14. Advocate Mohta has placed reliance upon the ruling of this Court reported at to contend that where after terminating the tenancy of his tenant, landlord again accepts the rent, a fresh tenancy is created between such landlord and tenant. It is to be noticed that these rulings are under the provisions of C. P. and Berar House Rent Control Order, 1949 which does not contain provision similar to Section 21 of Bombay Tenancy (V.R.) Act and the said Rent Control Order does not put any fetter upon right of landlord to retain such house in respect of which tenancy is surrendered by the tenant. Advocate Mohta further contends that surrender is one of the mode of determination of tenancy under Section 111 of Transfer of Property Act and in view of Section 5 of the Bombay Tenancy Act, all provisions of Transfer of Property Act, as are not inconsistence with it, are applicable. It is his contention that, therefore, the presumption of creation of fresh tenancy, which is available under Transfer of Property Act can also be drawn under the provisions of Bombay Tenancy Act. However, in view of provisions of Section 43(14-A) read with Section 21 of Tenancy Act, such provisions of Transfer of Property Act cannot be extended to the case of respondent No. 2.

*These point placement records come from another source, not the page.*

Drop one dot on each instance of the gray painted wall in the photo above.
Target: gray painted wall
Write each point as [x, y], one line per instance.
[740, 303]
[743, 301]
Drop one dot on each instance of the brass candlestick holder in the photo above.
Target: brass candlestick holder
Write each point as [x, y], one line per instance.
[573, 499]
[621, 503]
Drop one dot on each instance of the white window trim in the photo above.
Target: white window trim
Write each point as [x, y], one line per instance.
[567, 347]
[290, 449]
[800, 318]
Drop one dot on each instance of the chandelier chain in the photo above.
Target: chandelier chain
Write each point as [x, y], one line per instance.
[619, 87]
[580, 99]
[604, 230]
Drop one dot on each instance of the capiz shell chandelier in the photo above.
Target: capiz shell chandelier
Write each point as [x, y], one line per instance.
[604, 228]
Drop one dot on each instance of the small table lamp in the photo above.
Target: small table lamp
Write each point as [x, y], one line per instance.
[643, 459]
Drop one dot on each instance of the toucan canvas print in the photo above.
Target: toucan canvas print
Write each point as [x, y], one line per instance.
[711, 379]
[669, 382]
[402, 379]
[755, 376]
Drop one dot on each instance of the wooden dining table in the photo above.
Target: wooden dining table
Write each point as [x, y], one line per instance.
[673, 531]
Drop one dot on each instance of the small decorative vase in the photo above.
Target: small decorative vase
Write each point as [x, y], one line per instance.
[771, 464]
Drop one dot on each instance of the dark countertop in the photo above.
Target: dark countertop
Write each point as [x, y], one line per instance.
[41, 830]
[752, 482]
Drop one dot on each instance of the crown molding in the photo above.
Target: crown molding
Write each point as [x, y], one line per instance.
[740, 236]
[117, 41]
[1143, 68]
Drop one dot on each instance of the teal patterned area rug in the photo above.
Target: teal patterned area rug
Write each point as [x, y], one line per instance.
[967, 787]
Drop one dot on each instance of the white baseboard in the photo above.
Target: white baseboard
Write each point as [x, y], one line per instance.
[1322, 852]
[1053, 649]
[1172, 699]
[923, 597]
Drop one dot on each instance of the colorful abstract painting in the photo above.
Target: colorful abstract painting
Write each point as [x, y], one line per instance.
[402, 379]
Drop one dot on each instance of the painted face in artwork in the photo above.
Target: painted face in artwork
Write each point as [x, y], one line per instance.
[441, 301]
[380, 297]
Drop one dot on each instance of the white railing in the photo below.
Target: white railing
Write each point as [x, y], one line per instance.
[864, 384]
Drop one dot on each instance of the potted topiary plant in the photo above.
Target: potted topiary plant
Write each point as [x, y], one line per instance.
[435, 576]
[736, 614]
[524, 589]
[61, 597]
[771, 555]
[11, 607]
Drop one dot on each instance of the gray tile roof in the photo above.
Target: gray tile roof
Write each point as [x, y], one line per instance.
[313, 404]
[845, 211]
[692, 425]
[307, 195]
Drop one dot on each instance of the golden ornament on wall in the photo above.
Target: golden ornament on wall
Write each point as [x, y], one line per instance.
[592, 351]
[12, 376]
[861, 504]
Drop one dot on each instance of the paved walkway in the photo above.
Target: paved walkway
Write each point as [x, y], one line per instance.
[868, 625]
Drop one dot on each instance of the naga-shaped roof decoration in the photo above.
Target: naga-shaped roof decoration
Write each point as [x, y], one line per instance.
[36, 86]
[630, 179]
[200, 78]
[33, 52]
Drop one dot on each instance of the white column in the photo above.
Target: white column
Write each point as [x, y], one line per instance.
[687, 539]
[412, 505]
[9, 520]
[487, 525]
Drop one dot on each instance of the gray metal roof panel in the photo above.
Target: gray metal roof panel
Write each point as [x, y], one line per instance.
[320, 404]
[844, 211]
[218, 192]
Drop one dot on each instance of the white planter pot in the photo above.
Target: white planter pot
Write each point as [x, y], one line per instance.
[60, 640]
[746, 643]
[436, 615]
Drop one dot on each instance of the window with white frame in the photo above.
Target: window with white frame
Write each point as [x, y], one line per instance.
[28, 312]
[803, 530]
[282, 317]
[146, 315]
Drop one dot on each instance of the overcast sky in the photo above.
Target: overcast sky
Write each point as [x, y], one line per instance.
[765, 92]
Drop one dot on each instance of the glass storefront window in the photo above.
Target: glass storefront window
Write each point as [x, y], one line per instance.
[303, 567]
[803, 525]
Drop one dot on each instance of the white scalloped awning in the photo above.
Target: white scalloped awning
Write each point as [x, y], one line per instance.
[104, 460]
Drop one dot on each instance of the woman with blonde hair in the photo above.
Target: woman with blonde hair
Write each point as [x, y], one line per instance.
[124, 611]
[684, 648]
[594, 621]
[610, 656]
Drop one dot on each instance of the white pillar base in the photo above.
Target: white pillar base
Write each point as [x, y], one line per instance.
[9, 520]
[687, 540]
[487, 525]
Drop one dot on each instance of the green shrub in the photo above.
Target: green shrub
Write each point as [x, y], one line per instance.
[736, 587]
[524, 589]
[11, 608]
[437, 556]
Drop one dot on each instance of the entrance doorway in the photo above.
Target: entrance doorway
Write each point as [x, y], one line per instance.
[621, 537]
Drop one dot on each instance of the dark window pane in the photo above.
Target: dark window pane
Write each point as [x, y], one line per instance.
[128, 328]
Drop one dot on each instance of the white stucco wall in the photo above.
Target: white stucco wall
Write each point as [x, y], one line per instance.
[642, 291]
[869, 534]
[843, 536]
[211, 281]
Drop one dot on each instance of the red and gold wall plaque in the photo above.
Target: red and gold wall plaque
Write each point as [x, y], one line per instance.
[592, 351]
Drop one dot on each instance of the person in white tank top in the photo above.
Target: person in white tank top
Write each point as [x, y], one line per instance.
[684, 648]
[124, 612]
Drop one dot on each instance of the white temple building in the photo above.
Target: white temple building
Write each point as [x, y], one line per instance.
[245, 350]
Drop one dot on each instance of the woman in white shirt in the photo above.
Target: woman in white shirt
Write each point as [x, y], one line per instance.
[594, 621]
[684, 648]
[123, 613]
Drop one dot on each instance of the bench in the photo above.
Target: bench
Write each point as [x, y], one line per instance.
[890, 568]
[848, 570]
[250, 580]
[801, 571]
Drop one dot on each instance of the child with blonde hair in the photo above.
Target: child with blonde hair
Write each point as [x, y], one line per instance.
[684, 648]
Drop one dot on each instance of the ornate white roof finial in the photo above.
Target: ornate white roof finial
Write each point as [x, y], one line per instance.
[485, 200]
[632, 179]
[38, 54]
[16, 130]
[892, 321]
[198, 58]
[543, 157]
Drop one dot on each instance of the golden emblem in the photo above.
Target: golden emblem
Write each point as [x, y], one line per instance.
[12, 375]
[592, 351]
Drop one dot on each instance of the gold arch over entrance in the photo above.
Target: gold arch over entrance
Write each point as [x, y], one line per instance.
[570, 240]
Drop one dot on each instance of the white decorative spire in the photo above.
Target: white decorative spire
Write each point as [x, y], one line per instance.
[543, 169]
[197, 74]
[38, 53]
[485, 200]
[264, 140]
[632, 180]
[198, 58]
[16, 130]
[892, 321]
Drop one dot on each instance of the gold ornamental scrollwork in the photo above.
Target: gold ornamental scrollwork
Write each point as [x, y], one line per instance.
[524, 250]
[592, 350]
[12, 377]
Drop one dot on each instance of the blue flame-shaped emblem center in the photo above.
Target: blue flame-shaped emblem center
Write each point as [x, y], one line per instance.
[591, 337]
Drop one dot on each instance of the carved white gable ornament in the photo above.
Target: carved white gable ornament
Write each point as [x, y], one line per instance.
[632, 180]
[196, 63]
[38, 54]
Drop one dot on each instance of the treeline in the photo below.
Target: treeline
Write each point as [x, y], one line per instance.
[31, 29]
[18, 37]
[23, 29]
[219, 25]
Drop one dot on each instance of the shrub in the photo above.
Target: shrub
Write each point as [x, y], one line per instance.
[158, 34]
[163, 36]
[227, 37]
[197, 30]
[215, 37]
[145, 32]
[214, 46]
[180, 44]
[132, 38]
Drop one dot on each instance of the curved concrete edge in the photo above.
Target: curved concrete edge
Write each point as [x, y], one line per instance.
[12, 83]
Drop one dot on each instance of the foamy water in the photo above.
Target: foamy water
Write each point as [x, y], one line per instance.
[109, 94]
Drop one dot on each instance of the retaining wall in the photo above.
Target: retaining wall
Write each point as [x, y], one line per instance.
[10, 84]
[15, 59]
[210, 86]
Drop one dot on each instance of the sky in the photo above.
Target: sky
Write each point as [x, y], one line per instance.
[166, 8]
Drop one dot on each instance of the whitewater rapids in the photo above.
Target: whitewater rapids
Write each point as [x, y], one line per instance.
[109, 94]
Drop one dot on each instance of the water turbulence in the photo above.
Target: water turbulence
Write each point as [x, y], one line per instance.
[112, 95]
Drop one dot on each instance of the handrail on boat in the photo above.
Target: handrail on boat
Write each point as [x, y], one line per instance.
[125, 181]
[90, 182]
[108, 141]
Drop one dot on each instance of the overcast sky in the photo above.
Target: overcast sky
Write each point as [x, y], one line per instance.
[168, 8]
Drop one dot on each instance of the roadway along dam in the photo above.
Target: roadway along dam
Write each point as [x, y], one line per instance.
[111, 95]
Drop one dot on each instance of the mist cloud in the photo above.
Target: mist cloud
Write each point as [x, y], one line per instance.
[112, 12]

15. Under the circumstances, the view as taken by Maharashtra Revenue Tribunal and by Tahsildar that the tenancy between respondent No. 2 and petitioners was year to year tenancy and a fresh tenancy was created for the year 1982-83 because of acceptance of rent on 28th October, 1982 by petitioner No. 2 is found to be incorrect and erroneous. The tenancy between respondent No. 2 and petitioners was for a period of five years and it commences on 5-2-1978 only. Hence, notice of purchase as issued on 25-11-1982 is not within one year, as required by Section 50 of Bombay Tenancy Act. Therefore, the respondent No. 2 had lost his right to purchase the suit field. Thus, the order of Tahsildar dated 30th March, 1988 and the order of Maharashtra Revenue Tribunal dated 30th September, 1992 are found to be unsustainable. Same are quashed and set aside. Rule is made absolute in above terms. No order as to costs.